Case Explained:This article breaks down the legal background, charges, and implications of Case Explained: BOARDROOM TO COURTROOM: SEXUAL HARASSMENT AS THE CRIME IT IS. – Legal Perspective
Workplace sexual harassment is an abuse of power that violates bodily autonomy, dignity, and equality. Across sectors, young professionals, junior staff, interns, and those employed within the informal sector endure workplace sexual harassment in silence. Many never report, and those who do find their complaints are processed as human resources issues rather than criminal matters. This institutional separation between corporate discipline and criminal accountability is a core gap that must be addressed.
The Employment Act 2007 requires employers to adopt sexual harassment policies and establishes internal complaint mechanisms for addressing such issues. While this framework is important, it largely frames harassment as a workplace compliance issue. By contrast, Kenya’s broader legal framework, including the Sexual Offences Act 2006 and the Constitution, recognizes that violations of bodily autonomy, coercion, and sexual exploitation are criminal. Section 23 of the Sexual Offences Act 2006 specifically creates the offence of sexual harassment where a person in a position of authority or holding a public office persistently makes unwanted sexual advances or requests that are unwelcome. The problem, therefore, is not the absence of legislation but the failure to activate criminal processes when these legal elements are present.
The John Chebochok case illustrates this institutional disconnect. John Chebochok was exposed in a widely reported BBC investigative documentary for sexual exploitation of women workers on tea plantations. Despite this, he was cleared to stand for election as a director of the Toror Tea Factory under the Kenya Tea Development Agency. The High Court in Kericho recently found Chebokok unfit to hold public office due to the allegations. However, his exposure and professional consequences stemmed largely from a civil process that could not clearly spell out legal penalties for sexual exploitation and harassment.
This is a pattern across sectors. Recently, the Law Society of Kenya witnessed a surge in sexual harassment complaints involving senior lawyers preying on junior advocates, pupils, and interns.
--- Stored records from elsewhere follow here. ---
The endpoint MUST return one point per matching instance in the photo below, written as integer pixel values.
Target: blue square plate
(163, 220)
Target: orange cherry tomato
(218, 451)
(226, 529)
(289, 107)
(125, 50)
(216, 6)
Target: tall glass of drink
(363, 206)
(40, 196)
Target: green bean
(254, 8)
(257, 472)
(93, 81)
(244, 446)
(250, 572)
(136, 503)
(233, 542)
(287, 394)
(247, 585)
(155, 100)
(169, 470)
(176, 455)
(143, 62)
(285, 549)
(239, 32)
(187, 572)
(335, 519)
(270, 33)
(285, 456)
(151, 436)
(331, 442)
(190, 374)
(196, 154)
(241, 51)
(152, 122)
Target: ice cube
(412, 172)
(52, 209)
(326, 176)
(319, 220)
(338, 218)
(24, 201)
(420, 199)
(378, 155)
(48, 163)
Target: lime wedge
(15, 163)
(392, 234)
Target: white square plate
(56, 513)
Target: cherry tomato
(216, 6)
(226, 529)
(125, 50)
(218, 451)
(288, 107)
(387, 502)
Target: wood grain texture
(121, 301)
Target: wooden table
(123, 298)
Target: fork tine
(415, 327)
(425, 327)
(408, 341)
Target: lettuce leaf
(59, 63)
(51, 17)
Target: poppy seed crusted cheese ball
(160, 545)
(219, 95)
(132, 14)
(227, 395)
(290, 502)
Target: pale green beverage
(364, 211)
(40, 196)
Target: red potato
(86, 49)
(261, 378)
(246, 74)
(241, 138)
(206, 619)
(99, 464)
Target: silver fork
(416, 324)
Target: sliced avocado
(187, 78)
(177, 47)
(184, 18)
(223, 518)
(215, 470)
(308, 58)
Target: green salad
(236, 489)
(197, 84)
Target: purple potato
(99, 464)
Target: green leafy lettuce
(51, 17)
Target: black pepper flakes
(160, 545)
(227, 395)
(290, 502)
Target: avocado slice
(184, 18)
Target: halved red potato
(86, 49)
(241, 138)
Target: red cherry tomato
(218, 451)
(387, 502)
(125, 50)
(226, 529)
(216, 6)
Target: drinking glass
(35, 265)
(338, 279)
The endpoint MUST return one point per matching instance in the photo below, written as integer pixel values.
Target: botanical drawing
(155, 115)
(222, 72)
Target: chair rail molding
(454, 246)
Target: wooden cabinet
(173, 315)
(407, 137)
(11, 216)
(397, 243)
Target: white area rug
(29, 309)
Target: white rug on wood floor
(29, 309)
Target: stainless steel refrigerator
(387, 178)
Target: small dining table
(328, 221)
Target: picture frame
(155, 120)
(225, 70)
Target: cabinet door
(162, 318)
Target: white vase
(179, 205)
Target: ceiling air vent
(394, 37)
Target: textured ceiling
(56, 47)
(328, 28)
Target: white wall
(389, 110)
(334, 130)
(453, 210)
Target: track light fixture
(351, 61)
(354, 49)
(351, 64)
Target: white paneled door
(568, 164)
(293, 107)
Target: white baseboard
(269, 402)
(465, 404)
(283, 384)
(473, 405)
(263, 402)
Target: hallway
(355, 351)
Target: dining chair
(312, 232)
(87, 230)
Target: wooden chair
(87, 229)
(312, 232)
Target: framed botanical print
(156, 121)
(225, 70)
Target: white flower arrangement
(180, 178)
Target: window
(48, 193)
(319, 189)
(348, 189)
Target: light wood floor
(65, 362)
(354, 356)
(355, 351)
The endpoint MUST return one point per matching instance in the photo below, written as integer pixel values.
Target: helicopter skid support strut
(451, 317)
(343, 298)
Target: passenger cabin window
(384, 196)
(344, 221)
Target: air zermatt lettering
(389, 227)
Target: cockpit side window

Sadly, most of these cases remain contained within professional disciplinary systems rather than being prosecuted as criminal matters.
The tragedy is that survivors carry the burden of navigating two systems if they wish to pursue justice, dealing with both employer processes and police reporting. Add this to the reality that reporting to the police can be intimidating and retraumatizing. Many survivors fear retaliation, dismissal, blacklisting, and public shaming. The imbalance of power between employer and employee makes criminal reporting risky without institutional support.
How then do we close the gap without imposing new burdens on survivors? First, employers’ internal disciplinary mechanisms must be strengthened to include clear referral pathways. Employers should inform complainants of their right to pursue criminal remedies and provide access to legal aid to support informed decision-making. Second, complainants and witnesses must be protected from retaliation, including dismissal, demotion, contract non-renewal, or blacklisting. Third, organizations should bear a legal duty to preserve evidence and cooperate fully with investigators, and refrain from interfering or facilitating settlement agreements that obstruct justice.
As a long-term intervention, the Ministry of Labour, Social Security, and Services should consider a mandatory statutory reporting duty for employers where credible allegations disclose conduct that meets criminal thresholds, giving due consideration to survivor safety and agency.
Ending workplace sexual harassment requires dismantling the artificial wall between corporate governance and criminal justice. Employers cannot function as parallel justice systems. At the same time, the state cannot rely on traumatized individuals to carry the burden of activating prosecution alone. The system must be designed to carry them from complaint to protection to prosecution without sacrificing their livelihood or safety. When abuse of power in the workplace crosses into criminal conduct, it should not stop at the boardroom door.
Gaudence Were is Amnesty International Kenya Equality and Anti-Discrimination Campaign Officer and writes in her personal capacity.